The window tax was imposed by William III in 1696; every household had to pay a levy depending on the number of windows in the house, a crude measure of prosperity or income. It was hated, because it was considered to be a tax on light and air. Because houses with more than a certain number of windows were liable to be taxed, house owners often, reluctantly, blocked up windows, (often temporarily when an inspection was due) and there was a tendency to include fewer windows when new houses were built - some houses were actually built with no bedroom windows.
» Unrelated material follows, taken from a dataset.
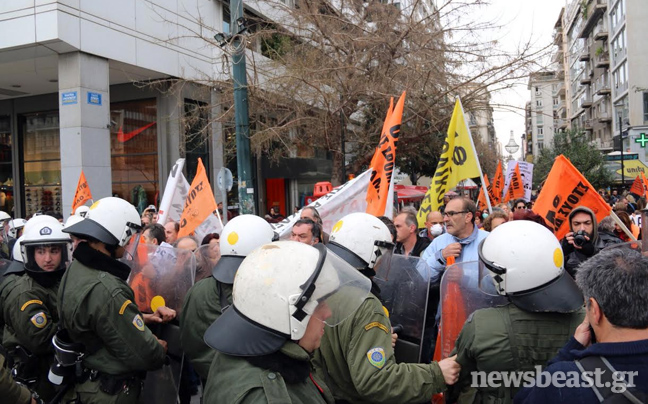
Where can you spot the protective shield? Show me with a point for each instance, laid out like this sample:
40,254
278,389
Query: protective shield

The tax was finally abolished in July1851. The term "daylight robbery" is thought by some to have originated from the window tax as it was often described as being a "tax on light". However, according to the Oxford English Dictionary, the phrase daylight robbery was first recorded in 1949, many years after the "window tax", which places doubt upon the claim. However, the phrase originates from at least 1916, when it was mentioned in Harold Brighouse’s play Hobson's Choice. It should be remembered that the OED records only the first provable written instance of the phrase that its etymologists can find, so the phrase might have been used in everyday speech beforehand, or even in published writing. Many argue that the meaning of the idiom doesn’t necessarily refer to a crime as such, but to any unreasonable financial demand or outrageous injustice: if you went into a pub in a strange town and were charged a tenner for a pint of beer, you’d no doubt describe that as daylight robbery (or possibly highway robbery, a related term with the same sense). Accordingly, it is argued that no reputable authority would suggest the phrase and the window tax were connected, because of the way it obviously developed, coming from a literal daylight robbery; to attempt one during the day rather than under cover of darkness was to be daring or audacious because of the much greater risk of being opposed or recognised. If we are looking for evidence that is beyond reasonable doubt, the Window Tax story doesn't provide it. Unless and until evidence that relates the phrase to the tax is found we have to say that the origin is unknown.